I have read here and there that improper shutdown can cause the uSD card to get corrupted causing the device not to be able to boot up again. I don't know if this applies to nand flash as well. I am new to embedded Linux and need to get this sorted out before I keep going down this so far wonderful new road.
In other words lets say I created a headless product that controls a doorway latch. It had an RF ID tag reader to let people in and out. A storm comes through and the power goes out. Since my device did not have time to properly shutdown do I run the risk of it not starting back up when the power comes back on because the storage media got corrupted ? I dont mind if I had say log files open that got corrupted, I just need to make sure the system will boot back up again. I can't have a bricked unit.
If this is true, is there a way around this other than using a UPS or battery ?
I would think there just has to be. Who would sell a product knowing that it could be bricked because either the user yanked the battery while it was on, or did not install it on a UPS. Would any of you pay thousands of dollars for a 60" TV that had the risk of not starting back up because the power glitched. Most of us do not have our TV on a ups.
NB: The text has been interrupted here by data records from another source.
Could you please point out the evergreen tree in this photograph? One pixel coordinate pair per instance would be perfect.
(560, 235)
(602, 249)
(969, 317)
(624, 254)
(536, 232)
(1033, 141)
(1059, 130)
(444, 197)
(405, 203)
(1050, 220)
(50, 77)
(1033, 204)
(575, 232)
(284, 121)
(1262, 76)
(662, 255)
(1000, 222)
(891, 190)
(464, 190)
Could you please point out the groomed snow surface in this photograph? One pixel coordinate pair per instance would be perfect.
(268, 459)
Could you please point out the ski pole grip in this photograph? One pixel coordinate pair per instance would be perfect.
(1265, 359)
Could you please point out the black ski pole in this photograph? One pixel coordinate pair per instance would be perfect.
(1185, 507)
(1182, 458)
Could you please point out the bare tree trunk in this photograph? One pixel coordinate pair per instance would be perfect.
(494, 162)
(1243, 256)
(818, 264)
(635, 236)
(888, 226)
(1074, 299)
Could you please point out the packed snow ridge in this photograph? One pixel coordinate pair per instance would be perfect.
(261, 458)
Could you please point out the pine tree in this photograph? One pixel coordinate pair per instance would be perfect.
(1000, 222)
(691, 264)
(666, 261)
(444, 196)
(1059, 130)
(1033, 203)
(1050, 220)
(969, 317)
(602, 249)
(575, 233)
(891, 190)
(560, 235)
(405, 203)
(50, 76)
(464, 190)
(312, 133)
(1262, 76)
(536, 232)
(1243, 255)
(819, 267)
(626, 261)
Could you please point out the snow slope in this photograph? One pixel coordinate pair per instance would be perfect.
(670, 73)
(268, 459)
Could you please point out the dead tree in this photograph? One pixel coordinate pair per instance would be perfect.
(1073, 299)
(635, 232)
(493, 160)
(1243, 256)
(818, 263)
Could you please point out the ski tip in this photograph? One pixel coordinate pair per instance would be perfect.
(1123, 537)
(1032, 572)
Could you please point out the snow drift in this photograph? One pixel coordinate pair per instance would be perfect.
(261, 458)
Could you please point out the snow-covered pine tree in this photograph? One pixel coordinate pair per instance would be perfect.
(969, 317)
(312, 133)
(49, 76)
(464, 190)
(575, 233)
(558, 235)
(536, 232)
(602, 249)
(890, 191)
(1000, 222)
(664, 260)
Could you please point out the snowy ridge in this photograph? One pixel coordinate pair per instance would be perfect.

With these thoughts in mind what are these manufacturers doing to keep their product from being bricked.
Good luck with that...
1. I would NEVER lay the security or the access permission only into the hands of a system, that has never been tested under these conditions or even in this application.
2. I would create some kind of redundacy. Think about a car: you might have a remote opening key, but you always have the possibility to open up your car with the "normal" key or something else. A parallel emergency system is absolutly essential.
3. UPS is indispensable. Think about the case of a power cut-off: you (or better: your system) will have to be able to operate at least until you switched over to your emergency locking system. This will give you additional time to shut down your Cubie in a safe way.
In my application (network file server) I have a UPS similar to the battery if a laptop. From my POV a UPS can be seen exactly like that... Now I monitor the battery state-of-charge continously. If it is getting empty, a regular shutdown is forced and everything is fine.